21 February 2006

Mischief

Justice Stevens is an immensely polite and gracious man. He must be, after the restrained way he characterized the Rooker-Feldman doctrine in his dissent today in Lance v. Dennis, No. 05–555 (Feb. 21, 2006) (per curiam). Instead of calling it "an abomination seeking a reason for continued existence," or "an irrational abrogation of authority and responsibility," or "bad law arising from bad facts and worse lawyering," he just called it "a doctrine that has produced nothing but mischief for 23 years" (slip op. at 11).

The tangled procedural history in Lance points out just how broken our jurisprudence on electoral districting is.

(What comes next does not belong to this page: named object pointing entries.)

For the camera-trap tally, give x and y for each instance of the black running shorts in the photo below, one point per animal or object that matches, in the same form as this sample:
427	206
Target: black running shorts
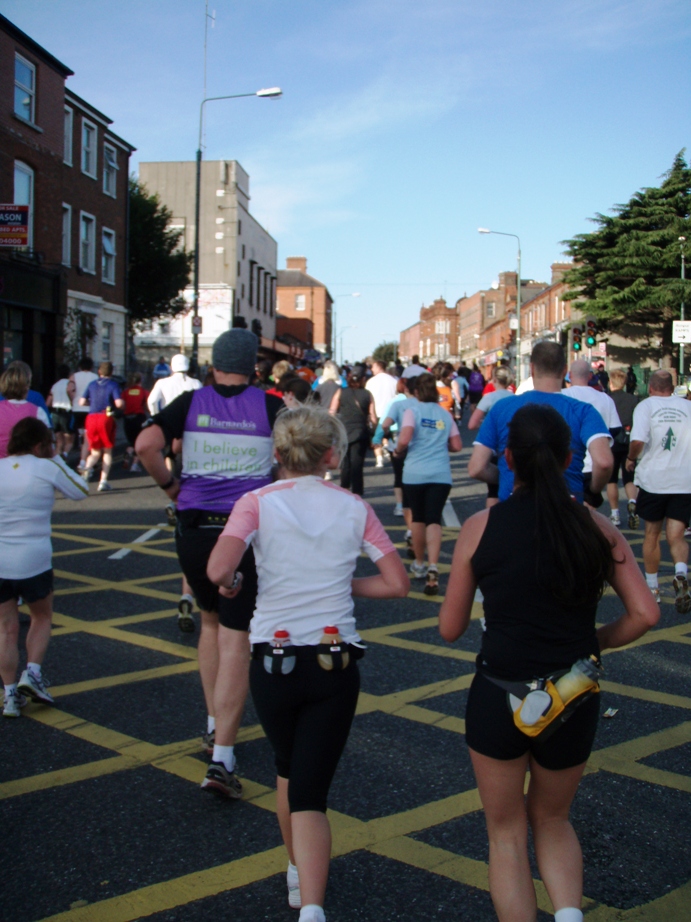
490	730
32	589
194	545
654	507
426	501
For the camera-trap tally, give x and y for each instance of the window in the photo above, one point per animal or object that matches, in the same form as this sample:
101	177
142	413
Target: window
69	122
24	90
24	193
106	342
89	140
87	243
66	234
110	170
108	257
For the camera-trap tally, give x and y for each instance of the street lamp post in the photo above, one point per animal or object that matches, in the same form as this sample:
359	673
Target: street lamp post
485	230
272	93
682	241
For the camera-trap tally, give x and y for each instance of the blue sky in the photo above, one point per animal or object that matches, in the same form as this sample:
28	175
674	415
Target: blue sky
404	126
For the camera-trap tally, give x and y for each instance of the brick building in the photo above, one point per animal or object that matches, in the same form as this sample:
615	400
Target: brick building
63	295
299	295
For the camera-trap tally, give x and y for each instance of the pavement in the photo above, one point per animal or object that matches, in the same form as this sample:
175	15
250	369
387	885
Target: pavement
103	820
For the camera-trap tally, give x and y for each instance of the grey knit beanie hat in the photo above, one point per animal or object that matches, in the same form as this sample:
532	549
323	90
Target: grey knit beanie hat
235	352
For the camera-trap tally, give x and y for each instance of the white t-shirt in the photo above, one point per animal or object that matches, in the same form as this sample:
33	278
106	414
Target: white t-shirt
382	387
165	390
604	405
307	536
26	502
82	379
663	424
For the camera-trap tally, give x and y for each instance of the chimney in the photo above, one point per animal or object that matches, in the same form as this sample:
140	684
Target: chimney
297	262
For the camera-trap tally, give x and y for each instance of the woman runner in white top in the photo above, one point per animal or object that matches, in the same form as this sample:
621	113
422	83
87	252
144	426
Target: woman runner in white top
29	476
307	536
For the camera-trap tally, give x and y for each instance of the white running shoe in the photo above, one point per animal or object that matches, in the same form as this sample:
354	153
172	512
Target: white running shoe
34	687
13	704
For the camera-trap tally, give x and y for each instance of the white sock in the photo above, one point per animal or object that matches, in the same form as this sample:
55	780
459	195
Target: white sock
224	754
569	914
312	913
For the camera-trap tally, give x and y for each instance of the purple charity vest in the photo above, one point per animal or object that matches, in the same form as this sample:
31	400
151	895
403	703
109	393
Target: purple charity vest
227	449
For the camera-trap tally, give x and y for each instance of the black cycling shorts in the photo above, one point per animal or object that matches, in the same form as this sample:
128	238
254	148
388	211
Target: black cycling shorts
194	545
426	501
306	716
654	507
32	589
490	730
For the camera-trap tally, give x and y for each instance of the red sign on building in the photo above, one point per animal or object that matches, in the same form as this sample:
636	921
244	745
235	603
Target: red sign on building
14	225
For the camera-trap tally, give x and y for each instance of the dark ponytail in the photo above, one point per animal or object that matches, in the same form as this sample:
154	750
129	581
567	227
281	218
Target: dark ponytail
540	441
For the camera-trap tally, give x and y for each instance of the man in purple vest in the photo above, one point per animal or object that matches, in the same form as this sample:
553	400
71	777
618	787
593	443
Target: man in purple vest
227	450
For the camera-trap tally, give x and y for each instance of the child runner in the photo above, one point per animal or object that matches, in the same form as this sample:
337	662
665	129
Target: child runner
306	532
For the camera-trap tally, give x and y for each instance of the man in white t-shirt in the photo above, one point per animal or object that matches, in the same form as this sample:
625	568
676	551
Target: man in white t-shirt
580	374
382	387
660	454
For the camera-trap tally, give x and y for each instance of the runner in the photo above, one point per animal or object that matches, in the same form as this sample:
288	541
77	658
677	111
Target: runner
226	451
659	453
102	398
541	562
307	533
29	476
60	403
428	433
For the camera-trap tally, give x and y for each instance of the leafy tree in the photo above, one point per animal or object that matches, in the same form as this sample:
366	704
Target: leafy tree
628	270
158	269
386	353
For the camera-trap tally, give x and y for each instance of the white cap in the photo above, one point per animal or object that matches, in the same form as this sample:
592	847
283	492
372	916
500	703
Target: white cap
180	362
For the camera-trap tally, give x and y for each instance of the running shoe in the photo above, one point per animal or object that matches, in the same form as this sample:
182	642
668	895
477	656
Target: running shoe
682	602
208	741
634	520
418	570
293	881
432	584
185	619
13	705
34	687
222	782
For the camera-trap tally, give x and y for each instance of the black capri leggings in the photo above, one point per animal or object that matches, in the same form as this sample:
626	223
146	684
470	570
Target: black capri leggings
306	716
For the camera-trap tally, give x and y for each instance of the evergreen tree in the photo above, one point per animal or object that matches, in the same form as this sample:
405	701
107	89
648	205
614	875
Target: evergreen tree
158	270
629	268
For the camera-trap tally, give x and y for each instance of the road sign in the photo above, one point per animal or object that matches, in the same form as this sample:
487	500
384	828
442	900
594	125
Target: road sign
681	331
14	225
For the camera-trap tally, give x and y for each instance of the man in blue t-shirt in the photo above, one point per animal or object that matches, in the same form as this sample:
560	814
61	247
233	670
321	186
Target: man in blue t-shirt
588	429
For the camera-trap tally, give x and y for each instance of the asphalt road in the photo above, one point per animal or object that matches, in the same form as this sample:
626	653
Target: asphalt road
103	820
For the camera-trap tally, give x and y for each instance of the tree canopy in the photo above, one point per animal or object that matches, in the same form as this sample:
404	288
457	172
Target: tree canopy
629	268
158	269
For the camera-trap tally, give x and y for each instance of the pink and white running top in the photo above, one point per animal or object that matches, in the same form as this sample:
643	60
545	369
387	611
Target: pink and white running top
307	536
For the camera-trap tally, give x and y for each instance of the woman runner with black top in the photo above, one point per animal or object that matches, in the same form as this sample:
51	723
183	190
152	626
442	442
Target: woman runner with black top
541	561
355	408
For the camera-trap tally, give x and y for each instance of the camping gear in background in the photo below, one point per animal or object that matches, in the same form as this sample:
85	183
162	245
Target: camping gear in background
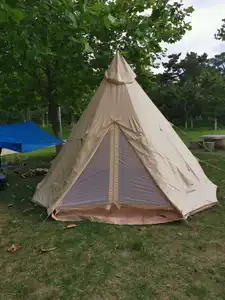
124	163
26	137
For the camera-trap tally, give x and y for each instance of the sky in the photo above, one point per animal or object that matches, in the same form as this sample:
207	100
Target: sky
205	21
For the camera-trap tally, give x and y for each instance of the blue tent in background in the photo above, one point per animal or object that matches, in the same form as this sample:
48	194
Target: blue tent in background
26	137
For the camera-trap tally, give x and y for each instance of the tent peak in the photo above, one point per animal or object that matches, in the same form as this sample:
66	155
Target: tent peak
119	72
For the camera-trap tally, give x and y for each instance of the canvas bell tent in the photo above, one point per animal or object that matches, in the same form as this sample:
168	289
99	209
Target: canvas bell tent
123	162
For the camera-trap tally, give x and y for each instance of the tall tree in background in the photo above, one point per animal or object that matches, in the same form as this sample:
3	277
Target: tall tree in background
53	52
220	35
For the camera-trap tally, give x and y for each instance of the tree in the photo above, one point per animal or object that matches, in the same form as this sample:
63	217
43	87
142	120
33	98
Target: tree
61	47
183	76
220	35
213	90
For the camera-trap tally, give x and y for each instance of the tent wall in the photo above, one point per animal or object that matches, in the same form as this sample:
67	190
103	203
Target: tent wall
136	186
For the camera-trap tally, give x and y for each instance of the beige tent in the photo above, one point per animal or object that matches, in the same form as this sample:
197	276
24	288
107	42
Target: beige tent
123	162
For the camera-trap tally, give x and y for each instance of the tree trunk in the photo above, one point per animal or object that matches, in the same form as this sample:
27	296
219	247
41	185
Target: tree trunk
43	120
27	115
191	122
46	119
215	123
186	114
54	107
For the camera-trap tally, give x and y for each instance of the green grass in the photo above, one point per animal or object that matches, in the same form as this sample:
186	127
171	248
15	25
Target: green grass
176	261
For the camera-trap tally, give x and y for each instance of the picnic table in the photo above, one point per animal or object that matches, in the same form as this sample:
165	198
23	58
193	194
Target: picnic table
217	139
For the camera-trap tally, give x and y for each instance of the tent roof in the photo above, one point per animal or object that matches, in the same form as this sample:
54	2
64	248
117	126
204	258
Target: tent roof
25	137
119	72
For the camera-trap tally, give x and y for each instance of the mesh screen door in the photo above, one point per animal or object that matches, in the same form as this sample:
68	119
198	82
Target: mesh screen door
92	187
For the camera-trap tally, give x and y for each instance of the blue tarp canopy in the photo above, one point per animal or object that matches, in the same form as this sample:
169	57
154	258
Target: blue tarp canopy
26	137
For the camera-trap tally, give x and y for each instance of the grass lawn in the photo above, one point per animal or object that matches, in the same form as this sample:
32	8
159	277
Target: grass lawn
177	261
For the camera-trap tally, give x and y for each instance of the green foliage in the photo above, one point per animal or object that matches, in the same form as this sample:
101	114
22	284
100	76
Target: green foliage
220	35
56	51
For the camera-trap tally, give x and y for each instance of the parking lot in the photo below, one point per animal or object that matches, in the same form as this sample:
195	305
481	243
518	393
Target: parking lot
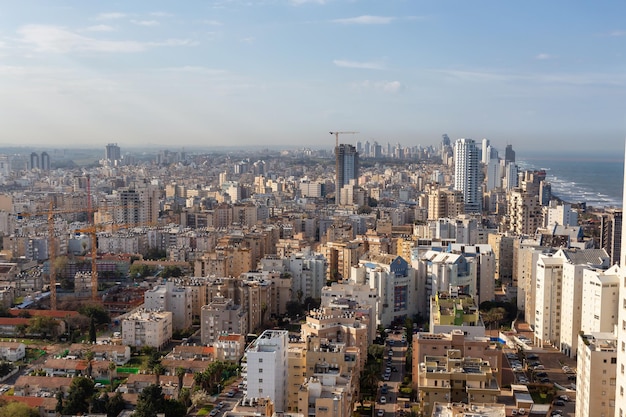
544	367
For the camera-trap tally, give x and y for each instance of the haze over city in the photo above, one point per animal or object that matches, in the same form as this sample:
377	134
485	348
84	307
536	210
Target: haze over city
285	72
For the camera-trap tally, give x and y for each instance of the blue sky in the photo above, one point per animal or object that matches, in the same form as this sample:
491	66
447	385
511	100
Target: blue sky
286	72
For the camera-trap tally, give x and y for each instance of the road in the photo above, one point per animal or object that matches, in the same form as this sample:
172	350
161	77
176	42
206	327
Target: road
398	361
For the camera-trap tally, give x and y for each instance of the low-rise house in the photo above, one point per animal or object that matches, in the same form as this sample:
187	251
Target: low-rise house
115	353
46	406
169	383
189	365
230	347
12	351
192	352
41	386
64	367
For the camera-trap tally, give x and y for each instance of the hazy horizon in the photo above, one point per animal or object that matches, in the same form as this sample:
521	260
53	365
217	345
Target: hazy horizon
286	72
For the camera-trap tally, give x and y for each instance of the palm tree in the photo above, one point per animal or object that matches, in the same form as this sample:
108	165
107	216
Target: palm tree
180	373
112	368
89	355
158	370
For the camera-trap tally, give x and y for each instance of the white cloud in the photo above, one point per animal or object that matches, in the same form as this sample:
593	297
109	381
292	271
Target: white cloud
211	22
57	39
359	65
383	86
543	57
365	20
301	2
554	78
110	16
100	28
617	33
145	22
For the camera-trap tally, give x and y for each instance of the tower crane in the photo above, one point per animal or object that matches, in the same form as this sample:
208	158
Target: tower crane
50	213
340	133
92	231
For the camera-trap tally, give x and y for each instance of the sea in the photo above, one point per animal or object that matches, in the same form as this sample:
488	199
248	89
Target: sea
596	179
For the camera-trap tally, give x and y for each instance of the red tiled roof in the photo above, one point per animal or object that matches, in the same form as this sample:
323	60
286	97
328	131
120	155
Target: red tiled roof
231	337
57	314
13	321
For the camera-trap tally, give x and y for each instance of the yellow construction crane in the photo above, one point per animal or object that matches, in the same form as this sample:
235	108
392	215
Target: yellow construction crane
50	213
92	231
341	133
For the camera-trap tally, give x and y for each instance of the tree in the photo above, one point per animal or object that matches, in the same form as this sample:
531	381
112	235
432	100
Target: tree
171	271
180	373
150	402
115	405
44	326
158	370
59	406
93	335
96	312
112	368
80	396
89	355
16	409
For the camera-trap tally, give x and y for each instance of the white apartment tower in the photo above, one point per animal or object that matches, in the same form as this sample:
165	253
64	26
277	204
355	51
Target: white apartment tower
600	300
595	382
485	151
173	298
620	395
548	312
467	174
266	367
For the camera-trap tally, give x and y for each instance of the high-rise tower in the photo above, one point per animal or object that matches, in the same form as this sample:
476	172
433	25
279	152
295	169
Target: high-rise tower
346	164
112	153
620	385
34	160
45	161
467	173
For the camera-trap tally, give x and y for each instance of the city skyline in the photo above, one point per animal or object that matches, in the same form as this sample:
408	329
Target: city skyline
284	73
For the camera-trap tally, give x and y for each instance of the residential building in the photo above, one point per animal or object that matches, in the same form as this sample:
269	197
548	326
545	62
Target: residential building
455	378
147	328
222	317
600	300
467	174
596	375
346	165
438	344
265	367
12	351
174	298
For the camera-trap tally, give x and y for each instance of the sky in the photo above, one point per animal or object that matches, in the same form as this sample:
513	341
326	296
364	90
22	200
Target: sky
170	74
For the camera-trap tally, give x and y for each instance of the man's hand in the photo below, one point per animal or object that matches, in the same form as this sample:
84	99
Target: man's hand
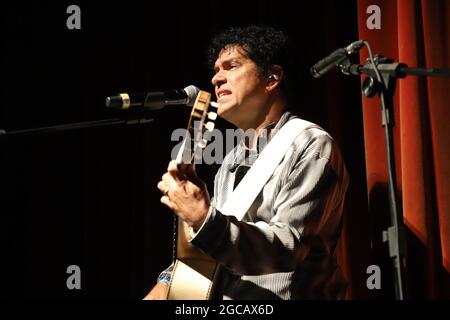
159	292
185	194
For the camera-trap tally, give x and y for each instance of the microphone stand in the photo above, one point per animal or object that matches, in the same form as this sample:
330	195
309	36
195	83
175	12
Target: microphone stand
4	135
390	71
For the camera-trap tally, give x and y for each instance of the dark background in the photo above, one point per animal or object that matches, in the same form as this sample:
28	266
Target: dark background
88	197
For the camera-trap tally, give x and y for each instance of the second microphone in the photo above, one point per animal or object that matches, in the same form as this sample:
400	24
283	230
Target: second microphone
153	100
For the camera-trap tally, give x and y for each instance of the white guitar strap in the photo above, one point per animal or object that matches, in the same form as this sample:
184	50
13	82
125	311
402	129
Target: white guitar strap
255	179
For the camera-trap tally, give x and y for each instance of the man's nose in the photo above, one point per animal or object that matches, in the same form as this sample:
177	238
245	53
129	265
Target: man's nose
218	79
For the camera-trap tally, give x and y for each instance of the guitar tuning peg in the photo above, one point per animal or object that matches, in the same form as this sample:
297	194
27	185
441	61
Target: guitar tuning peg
202	143
212	116
209	126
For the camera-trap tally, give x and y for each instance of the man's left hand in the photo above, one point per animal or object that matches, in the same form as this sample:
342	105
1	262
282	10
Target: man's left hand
185	194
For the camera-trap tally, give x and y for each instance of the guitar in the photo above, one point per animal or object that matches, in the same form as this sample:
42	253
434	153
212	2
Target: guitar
194	271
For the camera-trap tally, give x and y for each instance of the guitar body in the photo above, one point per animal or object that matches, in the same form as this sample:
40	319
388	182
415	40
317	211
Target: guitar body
194	271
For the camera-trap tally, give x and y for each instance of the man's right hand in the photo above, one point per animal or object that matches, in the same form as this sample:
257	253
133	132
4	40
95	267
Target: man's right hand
159	292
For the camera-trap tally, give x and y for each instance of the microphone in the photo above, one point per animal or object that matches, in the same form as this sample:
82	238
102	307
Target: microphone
335	58
153	100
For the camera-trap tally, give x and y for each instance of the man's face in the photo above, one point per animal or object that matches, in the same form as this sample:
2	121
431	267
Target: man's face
240	89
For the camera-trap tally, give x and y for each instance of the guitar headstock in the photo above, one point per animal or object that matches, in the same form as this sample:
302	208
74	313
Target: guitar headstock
201	123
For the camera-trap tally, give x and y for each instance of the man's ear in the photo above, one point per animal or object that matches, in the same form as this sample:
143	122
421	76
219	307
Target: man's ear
275	75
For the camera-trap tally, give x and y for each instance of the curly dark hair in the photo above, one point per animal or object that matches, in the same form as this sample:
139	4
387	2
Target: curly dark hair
264	45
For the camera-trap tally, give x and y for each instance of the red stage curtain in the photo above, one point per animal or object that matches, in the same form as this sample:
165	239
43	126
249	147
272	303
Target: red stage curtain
416	33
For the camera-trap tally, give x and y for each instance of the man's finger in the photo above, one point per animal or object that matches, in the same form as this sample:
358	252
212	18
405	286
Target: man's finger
169	180
166	201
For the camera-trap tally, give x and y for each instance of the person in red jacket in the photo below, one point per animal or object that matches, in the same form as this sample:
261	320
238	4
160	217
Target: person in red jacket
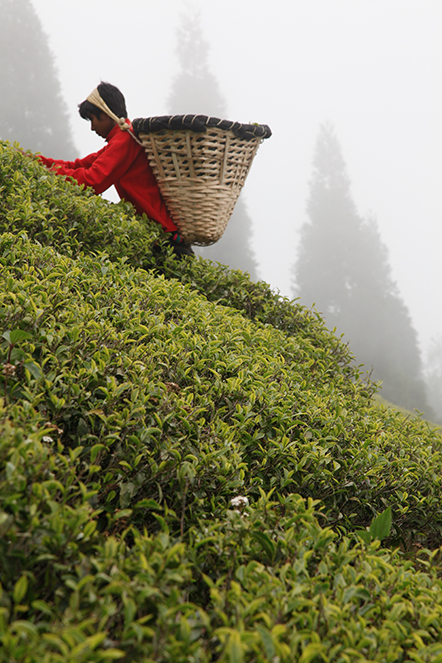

Colorado garnered another representative after the 2000 Census, requiring a new map for the 2002 federal elections. The legislature, in an entirely predictable exercise in partisan infighting, couldn't draw one in time, so the Colorado courts did it. In 2003, the legislature finally put forth a plan, but it was different from the one the courts had drawn. Thus, Colorado's Attorney General filed an original-jurisdiction suit in the Colorado Supreme Court, which sought to require the Colorado Secretary of State to use the legislature's map in the 2004 elections. The legislature intervened in support of its plan. The Colorado Supreme Court, though, said that one redistricting per decade is all that is allowed—and that was the courts' plan.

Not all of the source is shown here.